Propos recueillis par Franck Brénugat

lefictionaute.com : Tu as commencé ta carrière en tant que storyboarder. Comment es-tu passé du métier de storyboarder à celui de dessinateur ?

Philippe Scoffoni : C’est un travail très proche de celui de la bande dessinée puisqu’il s’agit également de faire de la narration sous forme de cases. Si la finalité du travail du storyboarder va être le film, donc de l’image en mouvement, l’exercice n’en reste pas moins un cousin très proche de la bande dessinée. Je suis illustrateur proprement dit quand il s’agit de réaliser les couvertures des albums, lesquelles nécessitent une image plus poussée. Toutefois, mes préoccupations dans le dessin se tournent davantage vers la narration que l’illustration.

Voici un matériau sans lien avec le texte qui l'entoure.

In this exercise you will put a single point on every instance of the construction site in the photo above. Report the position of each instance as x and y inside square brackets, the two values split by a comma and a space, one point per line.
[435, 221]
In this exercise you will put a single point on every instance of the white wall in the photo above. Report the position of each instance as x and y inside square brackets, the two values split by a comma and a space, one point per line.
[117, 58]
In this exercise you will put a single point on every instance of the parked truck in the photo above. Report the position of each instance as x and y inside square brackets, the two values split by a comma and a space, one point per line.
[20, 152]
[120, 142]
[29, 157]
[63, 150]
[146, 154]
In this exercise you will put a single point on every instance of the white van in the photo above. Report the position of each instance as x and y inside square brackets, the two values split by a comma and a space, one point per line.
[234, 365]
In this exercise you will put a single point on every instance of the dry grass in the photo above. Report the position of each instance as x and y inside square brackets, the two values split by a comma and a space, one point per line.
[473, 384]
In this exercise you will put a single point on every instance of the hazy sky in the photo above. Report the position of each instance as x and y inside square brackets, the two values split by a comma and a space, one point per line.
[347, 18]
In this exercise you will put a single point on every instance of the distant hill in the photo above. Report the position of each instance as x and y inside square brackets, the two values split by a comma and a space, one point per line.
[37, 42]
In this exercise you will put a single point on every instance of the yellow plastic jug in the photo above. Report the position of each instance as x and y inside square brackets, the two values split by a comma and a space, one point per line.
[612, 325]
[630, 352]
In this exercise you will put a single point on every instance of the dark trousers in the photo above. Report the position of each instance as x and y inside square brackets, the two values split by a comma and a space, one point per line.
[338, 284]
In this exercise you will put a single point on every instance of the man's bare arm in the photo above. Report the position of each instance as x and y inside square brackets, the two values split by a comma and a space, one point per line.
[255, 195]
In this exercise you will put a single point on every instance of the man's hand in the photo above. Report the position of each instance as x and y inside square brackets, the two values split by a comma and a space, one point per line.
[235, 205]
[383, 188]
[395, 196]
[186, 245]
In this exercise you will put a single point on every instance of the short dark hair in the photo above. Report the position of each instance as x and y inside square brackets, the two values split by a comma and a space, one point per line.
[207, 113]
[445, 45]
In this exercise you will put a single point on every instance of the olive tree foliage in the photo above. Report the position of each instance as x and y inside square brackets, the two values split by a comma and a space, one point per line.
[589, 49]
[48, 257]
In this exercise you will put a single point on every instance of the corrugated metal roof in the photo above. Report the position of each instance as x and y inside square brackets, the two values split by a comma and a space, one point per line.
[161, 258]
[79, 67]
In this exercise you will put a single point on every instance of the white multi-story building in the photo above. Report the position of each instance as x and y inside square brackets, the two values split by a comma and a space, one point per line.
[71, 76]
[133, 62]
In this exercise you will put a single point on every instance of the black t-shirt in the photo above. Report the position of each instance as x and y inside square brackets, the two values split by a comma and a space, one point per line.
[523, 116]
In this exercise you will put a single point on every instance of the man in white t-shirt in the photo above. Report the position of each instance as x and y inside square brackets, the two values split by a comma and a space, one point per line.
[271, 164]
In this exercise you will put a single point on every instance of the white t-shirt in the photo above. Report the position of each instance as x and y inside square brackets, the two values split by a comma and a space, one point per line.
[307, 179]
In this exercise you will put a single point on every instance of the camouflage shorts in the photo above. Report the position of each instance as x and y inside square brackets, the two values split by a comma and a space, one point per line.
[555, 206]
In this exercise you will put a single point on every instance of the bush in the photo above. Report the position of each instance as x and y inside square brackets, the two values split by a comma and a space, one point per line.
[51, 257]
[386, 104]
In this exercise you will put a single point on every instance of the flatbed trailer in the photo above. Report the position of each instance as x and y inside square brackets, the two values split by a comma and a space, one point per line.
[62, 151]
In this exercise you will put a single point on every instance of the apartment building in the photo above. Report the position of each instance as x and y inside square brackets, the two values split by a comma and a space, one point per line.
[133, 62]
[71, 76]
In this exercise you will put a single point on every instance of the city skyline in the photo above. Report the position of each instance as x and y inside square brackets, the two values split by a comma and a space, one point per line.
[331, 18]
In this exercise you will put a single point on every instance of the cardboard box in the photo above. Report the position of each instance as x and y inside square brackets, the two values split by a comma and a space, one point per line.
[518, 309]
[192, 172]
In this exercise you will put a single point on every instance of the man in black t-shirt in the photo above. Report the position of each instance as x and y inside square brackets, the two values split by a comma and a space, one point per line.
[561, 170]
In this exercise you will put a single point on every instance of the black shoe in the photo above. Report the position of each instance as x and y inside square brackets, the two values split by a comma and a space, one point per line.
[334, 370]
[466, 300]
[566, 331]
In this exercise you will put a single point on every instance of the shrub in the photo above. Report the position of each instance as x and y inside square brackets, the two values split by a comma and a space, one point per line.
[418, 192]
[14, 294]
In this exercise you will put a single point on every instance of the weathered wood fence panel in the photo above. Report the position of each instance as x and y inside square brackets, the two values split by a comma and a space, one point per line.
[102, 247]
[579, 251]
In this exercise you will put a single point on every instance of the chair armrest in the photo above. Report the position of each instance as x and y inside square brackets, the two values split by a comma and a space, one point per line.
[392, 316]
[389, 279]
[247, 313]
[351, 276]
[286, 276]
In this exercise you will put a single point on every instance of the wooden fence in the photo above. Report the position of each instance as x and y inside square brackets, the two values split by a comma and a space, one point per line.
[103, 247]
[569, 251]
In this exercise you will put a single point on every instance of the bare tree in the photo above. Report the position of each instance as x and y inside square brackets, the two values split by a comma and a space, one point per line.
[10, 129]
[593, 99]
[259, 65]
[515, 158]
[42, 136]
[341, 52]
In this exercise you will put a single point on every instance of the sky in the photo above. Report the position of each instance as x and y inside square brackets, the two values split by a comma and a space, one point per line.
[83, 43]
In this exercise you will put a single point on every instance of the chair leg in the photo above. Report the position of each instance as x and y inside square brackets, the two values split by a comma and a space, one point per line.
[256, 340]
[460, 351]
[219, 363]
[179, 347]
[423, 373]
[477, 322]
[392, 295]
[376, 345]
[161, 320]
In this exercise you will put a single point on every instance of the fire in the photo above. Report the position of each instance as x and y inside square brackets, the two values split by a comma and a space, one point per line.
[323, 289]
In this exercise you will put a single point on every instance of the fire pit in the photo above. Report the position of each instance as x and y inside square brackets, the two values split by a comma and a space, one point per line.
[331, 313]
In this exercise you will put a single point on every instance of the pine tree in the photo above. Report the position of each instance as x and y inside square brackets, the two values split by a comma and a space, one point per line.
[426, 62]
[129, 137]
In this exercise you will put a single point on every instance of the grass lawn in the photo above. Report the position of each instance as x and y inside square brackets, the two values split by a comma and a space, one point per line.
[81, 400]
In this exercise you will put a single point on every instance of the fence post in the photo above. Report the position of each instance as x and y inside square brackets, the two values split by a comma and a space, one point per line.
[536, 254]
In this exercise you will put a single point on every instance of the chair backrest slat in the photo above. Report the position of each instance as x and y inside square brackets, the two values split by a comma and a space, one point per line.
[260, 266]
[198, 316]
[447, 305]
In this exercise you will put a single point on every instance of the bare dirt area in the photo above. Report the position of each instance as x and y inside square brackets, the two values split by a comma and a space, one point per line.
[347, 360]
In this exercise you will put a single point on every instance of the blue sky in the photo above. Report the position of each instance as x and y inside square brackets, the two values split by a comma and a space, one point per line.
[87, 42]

Comment la rencontre s’est-elle effectuée avec Jerry Frissen pour cette collaboration autour d’Exo ?

C’est un travail très collaboratif et donc très plaisant pour cela. On s’est rencontrés sous mon initiative parce que j’aime beaucoup sa façon de dialoguer dans les précédents projets qu’il a menés. En discutant, on s’est rendu compte que l’on avait des thèmes en commun, notamment celui de vouloir situer une histoire sur la Lune. À partir de là et au regard des différents thèmes qu’il m’a proposés, il m’a soumis une histoire avec des personnages. Puis une année s’est écoulée avec des allers-retours sur l’histoire afin de peaufiner cette dernière et afin que je puisse également faire mes propres marques. Pour moi, cette collaboration est la parfaite illustration du sur-mesure de ce que nous avions l’un et l’autre envie de raconter.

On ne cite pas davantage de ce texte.